Поздний гость был закутан в длинный черный плащ; широкополая шляпа с белым пером почти совсем закрывала лицо. Вошел он так странно, что, казалось, будто двери ни при чем в его появлении: просто тень выросла у входа.
— Вина, Мигуэль, да такого, какое бы не раздражило моего горла: оно у меня нежной конструкции.
Говоря это, гость опустился на скамью, небрежно скинув плащ с плеча и сдвинув на затылок шляпу. Трактирщик успел охватить взглядом и дорогой бархатный колет на госте, и рукоять шпаги, осыпанную драгоценными камнями.
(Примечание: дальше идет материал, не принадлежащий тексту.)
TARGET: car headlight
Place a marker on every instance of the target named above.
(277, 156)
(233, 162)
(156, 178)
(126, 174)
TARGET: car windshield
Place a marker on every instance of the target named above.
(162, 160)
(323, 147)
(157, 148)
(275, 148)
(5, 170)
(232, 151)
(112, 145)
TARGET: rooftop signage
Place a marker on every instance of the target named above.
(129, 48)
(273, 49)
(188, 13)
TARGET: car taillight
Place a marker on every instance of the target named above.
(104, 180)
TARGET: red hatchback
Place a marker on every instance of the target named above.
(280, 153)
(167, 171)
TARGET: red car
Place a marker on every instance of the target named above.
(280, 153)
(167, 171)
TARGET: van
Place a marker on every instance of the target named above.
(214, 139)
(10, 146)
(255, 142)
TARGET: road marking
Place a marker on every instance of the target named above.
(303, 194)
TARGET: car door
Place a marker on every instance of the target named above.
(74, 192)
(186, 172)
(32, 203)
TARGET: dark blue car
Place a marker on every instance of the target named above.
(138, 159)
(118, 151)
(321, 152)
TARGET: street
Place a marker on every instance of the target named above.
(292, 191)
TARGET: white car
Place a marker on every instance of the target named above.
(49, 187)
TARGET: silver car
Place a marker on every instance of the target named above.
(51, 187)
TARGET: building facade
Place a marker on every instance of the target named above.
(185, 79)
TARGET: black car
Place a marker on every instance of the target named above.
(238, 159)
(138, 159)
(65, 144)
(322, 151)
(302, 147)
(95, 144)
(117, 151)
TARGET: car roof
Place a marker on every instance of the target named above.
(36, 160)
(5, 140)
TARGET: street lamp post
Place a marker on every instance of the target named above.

Это придало ему бодрости: низко кланяясь, толстяк скрылся в отдушине подвала.
Хорошенькую Клару поразило бледное красивое лицо незнакомца. Оно было цвета пергамента, а глаза сверкали мрачным блеском черных бриллиантов. Незнакомец улыбнулся Кларе, но она не ответила на улыбку — отшатнулась и побледнела: холодом мрака веяло от красоты гостя.
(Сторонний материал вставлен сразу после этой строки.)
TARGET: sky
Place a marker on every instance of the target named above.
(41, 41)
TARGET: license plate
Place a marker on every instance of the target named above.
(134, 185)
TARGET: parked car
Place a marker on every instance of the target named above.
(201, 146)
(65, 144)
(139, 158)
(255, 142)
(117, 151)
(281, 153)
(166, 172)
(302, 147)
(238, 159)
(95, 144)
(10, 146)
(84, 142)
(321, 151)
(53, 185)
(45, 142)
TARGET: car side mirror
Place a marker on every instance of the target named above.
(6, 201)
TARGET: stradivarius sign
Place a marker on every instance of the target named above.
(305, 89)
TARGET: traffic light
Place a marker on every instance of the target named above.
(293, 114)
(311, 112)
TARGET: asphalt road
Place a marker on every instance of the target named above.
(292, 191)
Что касается Бартоломео, то он обрадовался новому собутыльнику. Легкомысленная душа старого художника была до краев наполнена гармонией и красками. До такой степени наполнена, что потребность излить ее кому-нибудь, кто бы был хоть чуточку внимательнее альгвазила, в этот момент стала жизненной необходимостью для Бартоломео. Покачиваясь на тощих длинных ногах, он подошел к столу, за которым сидел незнакомец.
II.
Спустя пять минут они пили вино, и художник болтал... Погребок, освещенный масляной лампой, коптившей под потолком среди свиных окороков и колбас, подвешенных к балкам, — был мрачен. Клара забилась в угол за очагом, куда не достигал взгляд незнакомца; толстяк трактирщик примостился перед огнем. Огня было немного в очаге — тлели догорающие угли, бросая красноватый отблеск на кирпичный пол.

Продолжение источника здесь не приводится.